Primary prevention (5 studies).
ICD therapy was associated with a statistically significant reduction in all-cause mortality compared with medication (RR 0.69, 95% CI 0.55, 0.87, P=0.002). There was no evidence of statistical heterogeneity (P=0.74).
Subgroup analyses.
A statistically significant reduction in all-cause mortality with ICD therapy, compared with medication, was still seen when a trial that recruited people with more advanced heart failure was excluded from the analysis (RR 0.74, 95% CI 0.58, 0.96, P=0.02), and when a study that recruited patients with heart failure of short duration and low control group mortality was also removed (RR 0.73, 95% CI 0.55, 0.96, P=0.03). When studies with 3 or more years' follow-up were removed from the analysis, there was still a statistically significant reduction in all-cause mortality with ICD therapy (RR 0.63, 95% CI 0.46, 0.88, P=0.006).

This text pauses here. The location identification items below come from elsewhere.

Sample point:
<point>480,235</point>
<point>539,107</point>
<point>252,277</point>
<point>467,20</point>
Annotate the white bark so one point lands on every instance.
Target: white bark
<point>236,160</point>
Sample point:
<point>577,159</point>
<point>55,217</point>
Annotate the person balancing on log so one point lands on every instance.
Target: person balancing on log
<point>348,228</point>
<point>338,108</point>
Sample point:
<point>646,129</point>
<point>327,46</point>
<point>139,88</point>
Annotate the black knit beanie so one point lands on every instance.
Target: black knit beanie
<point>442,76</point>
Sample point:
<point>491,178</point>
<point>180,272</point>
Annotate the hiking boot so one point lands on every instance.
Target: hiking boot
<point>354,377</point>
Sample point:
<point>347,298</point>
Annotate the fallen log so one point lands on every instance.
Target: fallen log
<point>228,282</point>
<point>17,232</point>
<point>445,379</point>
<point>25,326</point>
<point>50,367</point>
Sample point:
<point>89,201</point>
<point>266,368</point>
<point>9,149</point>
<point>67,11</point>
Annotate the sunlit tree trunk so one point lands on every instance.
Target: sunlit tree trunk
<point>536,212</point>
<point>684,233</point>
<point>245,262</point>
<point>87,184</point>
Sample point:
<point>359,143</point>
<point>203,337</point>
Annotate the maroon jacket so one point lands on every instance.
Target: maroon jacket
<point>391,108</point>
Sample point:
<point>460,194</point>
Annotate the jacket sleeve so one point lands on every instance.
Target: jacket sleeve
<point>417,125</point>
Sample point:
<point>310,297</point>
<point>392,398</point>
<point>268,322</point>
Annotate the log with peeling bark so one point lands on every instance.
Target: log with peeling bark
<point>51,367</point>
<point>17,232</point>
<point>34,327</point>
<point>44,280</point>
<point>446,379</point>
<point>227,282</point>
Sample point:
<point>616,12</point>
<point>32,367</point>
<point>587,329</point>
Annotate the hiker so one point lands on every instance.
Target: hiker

Secondary prevention (3 studies).
One study did not report results for NICM patients separately and was not included in the meta-analysis. Two studies found that ICD therapy was associated with a 31% reduction in all-cause mortality compared with medication, although this was not statistically significant (RR 0.69, 95% CI 0.39, 1.24, P=0.22). There was no evidence of statistical heterogeneity (P=0.66).
The authors reported that there was no evidence of publication bias (Begg adjusted rank correlation test, P=0.81).